Jakarta (ANTARA) - Ombudsman Republik Indonesia menemukan bahwa Panitia Seleksi Anggota Komisi Penyiaran Indonesia (KPI) terbukti melampaui kewenangannya dalam proses seleksi anggota KPI Pusat periode 2019-2022, diantaranya adanya tindakan maladministrasi.
"Maka, terkait dengan maladministrasi ini, yakni melampaui kewenangan dengan membuat aturan sendiri melalui kesepakatan yang tidak diatur dalam UU di atasnya yakni UU Nomor 32 Tahun 2002 tentang Penyiaran," ujar Anggota Ombudsman RI Adrianus Meliala dalam konferensi pers di kantor Ombudsman RI Kuningan, Jakarta Selatan, Senin.
Dalam Laporan Akhir Hasil Pemeriksaan (LAHP) terkait dugaan penyimpangan prosedur oleh Pansel Anggota KPI Pusat, Adrianus juga menyebutkan beberapa temuan dalam pemeriksaan laporan tersebut.

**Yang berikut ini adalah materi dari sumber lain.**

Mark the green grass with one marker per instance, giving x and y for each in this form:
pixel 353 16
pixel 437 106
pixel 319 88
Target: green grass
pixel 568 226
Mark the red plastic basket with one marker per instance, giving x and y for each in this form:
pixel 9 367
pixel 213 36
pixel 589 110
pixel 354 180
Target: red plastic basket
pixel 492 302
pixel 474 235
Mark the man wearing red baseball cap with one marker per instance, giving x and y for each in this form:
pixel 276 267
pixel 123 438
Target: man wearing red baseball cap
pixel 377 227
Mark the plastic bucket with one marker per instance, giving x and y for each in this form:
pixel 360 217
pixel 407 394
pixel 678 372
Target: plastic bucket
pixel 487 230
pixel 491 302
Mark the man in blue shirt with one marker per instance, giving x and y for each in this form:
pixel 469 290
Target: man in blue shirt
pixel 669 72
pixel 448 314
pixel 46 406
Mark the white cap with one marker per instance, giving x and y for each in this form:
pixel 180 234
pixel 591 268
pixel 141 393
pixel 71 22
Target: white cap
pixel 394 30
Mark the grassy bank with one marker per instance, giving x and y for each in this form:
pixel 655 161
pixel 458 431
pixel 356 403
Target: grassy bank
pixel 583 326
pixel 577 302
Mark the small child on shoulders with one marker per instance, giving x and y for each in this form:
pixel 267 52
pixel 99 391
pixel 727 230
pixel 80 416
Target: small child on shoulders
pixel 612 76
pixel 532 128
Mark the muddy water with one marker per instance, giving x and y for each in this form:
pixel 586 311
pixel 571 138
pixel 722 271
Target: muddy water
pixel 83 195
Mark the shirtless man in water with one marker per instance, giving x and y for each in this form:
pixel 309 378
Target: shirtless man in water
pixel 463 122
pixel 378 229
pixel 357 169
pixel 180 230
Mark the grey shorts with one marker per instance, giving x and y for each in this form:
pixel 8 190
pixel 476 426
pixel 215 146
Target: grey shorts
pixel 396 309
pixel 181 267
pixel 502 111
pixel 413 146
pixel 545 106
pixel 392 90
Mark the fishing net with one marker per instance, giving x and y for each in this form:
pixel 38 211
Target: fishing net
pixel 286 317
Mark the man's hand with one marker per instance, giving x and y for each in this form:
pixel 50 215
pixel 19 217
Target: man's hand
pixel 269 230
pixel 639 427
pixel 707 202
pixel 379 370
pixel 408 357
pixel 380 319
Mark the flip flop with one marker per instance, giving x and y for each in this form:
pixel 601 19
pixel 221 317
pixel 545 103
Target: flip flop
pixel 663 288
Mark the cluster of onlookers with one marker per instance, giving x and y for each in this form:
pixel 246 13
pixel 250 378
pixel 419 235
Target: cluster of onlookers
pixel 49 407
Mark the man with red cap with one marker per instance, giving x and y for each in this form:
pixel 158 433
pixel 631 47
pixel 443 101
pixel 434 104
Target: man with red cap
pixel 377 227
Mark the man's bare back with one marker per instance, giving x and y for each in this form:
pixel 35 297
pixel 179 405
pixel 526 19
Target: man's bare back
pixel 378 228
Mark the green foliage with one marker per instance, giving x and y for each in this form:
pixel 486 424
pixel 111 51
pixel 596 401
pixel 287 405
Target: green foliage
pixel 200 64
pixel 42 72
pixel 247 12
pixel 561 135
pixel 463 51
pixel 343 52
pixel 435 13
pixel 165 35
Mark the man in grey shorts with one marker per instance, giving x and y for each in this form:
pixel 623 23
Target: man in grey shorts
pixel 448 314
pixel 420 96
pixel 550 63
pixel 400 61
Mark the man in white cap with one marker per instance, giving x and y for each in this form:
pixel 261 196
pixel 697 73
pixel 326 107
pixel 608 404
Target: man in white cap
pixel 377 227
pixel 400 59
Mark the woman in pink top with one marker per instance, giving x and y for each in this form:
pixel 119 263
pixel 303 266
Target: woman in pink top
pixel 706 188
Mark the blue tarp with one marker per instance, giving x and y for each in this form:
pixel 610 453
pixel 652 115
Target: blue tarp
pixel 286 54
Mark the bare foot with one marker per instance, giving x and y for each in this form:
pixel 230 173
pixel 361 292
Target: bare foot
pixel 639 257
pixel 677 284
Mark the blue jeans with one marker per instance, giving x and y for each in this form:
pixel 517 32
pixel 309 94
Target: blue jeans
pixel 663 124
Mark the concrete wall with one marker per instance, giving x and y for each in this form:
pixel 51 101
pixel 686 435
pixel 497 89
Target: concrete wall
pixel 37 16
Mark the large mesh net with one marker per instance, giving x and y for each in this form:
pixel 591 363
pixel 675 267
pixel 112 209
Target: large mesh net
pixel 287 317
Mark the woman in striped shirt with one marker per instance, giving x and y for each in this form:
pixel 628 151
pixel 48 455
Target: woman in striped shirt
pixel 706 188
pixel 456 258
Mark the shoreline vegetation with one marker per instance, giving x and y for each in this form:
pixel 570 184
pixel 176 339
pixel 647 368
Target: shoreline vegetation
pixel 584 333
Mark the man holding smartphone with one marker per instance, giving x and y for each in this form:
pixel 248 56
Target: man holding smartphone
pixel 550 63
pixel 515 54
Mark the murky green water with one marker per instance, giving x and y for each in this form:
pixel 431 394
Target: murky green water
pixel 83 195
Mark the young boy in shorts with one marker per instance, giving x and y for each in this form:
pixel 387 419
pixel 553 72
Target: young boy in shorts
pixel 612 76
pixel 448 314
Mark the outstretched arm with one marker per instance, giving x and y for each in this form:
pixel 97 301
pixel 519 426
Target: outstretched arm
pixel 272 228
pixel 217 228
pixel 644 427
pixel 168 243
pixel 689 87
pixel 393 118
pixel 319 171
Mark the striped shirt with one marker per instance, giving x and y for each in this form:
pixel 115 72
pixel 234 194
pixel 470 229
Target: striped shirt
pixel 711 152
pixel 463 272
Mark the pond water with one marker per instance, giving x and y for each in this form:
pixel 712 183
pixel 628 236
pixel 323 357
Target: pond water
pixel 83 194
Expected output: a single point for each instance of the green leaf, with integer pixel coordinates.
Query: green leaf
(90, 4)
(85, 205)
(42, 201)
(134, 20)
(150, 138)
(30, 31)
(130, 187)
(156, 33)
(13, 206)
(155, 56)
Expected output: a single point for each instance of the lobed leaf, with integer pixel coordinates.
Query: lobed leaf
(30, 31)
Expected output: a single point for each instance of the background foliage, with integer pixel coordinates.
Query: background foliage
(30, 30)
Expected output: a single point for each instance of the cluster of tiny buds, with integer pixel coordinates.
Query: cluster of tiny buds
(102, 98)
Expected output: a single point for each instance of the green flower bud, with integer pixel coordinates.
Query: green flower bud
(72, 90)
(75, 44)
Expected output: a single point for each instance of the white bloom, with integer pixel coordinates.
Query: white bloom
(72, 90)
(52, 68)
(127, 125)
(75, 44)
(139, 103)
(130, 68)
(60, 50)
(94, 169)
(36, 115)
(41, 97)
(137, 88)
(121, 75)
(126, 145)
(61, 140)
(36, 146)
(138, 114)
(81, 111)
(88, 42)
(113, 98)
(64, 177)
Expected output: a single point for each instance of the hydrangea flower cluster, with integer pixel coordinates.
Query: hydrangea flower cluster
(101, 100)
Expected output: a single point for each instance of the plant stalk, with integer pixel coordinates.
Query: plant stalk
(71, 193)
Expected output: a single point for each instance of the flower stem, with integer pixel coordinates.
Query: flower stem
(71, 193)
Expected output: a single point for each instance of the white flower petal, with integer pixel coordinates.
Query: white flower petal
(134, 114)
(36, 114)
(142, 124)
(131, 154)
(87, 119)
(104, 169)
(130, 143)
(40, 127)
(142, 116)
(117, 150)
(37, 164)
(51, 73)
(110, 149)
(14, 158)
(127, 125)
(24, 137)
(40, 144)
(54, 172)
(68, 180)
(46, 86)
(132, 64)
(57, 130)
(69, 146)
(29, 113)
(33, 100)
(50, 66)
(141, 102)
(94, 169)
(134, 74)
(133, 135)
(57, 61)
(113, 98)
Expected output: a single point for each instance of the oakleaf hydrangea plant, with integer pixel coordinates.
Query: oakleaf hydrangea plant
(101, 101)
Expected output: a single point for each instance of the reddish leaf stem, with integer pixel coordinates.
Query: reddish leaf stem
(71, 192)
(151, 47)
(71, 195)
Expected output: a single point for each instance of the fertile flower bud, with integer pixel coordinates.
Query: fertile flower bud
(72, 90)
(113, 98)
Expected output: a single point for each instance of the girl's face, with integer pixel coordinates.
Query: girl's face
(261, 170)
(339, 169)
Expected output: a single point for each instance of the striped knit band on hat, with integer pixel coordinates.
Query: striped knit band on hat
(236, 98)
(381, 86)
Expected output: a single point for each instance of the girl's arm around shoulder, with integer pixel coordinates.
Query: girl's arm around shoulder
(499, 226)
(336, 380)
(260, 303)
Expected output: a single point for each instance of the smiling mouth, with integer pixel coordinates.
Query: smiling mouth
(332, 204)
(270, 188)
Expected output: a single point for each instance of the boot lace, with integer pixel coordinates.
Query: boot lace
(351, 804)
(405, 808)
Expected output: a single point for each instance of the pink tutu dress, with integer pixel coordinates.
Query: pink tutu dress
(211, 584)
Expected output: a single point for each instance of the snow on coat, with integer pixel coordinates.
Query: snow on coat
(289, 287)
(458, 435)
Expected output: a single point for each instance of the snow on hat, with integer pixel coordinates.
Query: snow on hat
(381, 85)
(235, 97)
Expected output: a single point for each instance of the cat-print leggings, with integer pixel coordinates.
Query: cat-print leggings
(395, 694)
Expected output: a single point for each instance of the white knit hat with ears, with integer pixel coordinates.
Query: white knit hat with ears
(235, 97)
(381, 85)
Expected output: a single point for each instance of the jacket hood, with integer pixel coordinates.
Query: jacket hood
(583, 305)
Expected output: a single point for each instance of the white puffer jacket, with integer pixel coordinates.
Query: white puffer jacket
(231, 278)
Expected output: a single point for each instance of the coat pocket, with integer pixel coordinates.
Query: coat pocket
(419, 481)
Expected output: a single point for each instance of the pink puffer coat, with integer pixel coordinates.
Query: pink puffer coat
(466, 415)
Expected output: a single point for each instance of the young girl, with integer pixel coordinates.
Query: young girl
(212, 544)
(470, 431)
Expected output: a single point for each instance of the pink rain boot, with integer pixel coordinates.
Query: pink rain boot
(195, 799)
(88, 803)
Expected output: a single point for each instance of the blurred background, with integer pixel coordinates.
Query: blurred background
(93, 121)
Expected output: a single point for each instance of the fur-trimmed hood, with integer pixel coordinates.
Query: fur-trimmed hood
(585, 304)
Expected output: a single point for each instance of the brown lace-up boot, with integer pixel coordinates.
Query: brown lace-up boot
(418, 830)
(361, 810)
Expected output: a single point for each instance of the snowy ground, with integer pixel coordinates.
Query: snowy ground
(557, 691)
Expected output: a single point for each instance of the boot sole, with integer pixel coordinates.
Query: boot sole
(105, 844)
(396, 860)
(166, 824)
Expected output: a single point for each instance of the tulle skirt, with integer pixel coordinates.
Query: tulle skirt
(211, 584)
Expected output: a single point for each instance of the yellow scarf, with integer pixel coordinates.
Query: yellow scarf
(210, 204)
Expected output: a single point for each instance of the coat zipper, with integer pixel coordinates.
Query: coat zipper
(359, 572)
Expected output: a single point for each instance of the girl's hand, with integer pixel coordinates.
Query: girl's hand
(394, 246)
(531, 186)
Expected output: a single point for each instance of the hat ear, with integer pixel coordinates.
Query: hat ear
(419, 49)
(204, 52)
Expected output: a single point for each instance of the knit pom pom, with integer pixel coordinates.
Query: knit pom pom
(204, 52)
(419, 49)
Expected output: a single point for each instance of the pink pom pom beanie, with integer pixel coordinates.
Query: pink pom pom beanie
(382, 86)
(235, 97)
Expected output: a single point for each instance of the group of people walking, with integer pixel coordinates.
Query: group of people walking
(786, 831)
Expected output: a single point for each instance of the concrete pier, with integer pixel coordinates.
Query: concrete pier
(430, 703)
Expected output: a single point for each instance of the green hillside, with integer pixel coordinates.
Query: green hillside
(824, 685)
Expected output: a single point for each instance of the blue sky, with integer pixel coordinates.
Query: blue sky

Beberapa temuan di antaranya tidak adanya petunjuk teknis mengenai mekanisme seleksi calon anggota KPI Pusat serta tidak adanya standar penilaian baku yang dijadikan rujukan untuk menentukan nama peserta seleksi yang lolos.
Temuan lain, tidak adanya standar pengamanan informasi yang memadai untuk mencegah kebocoran data ke pihak lain serta adanya ketidakkonsistenan penggunaan Peraturan KPI Nomor 01/P/KPI/07/2014 tentang Kelembagaan KPI oleh Pansel Anggota KPI.
Sebelumnya, salah satu calon anggota KPI periode 2019-2022 Supadiyanto melaporkan sejumlah kejanggalan yang dialaminya dalam proses seleksi calon anggota KPI kepada Ombudsman RI dengan laporan Nomor Reg: 0277/LM/VII/2019/JKT.
Polemik ini bermula ketika pada Maret lalu beredar 27 nama calon anggota KPI yang lolos seleksi oleh Panitia Seleksi Anggota KPI untuk mengikuti uji kepatutan dan kelayakan (fit and proper test) di DPR.
Nama Supadiyanto termasuk dalam daftar tersebut. Namun Kementerian Kominfo membantah daftar itu.
Pada 19 Juni 2019, keluar daftar berisi 34 nama calon anggota yang lolos mengikuti fit and proper test yang diumumkan oleh Komisi I DPR. Nama Supadiyanto dan sejumlah calon hilang dari daftar itu.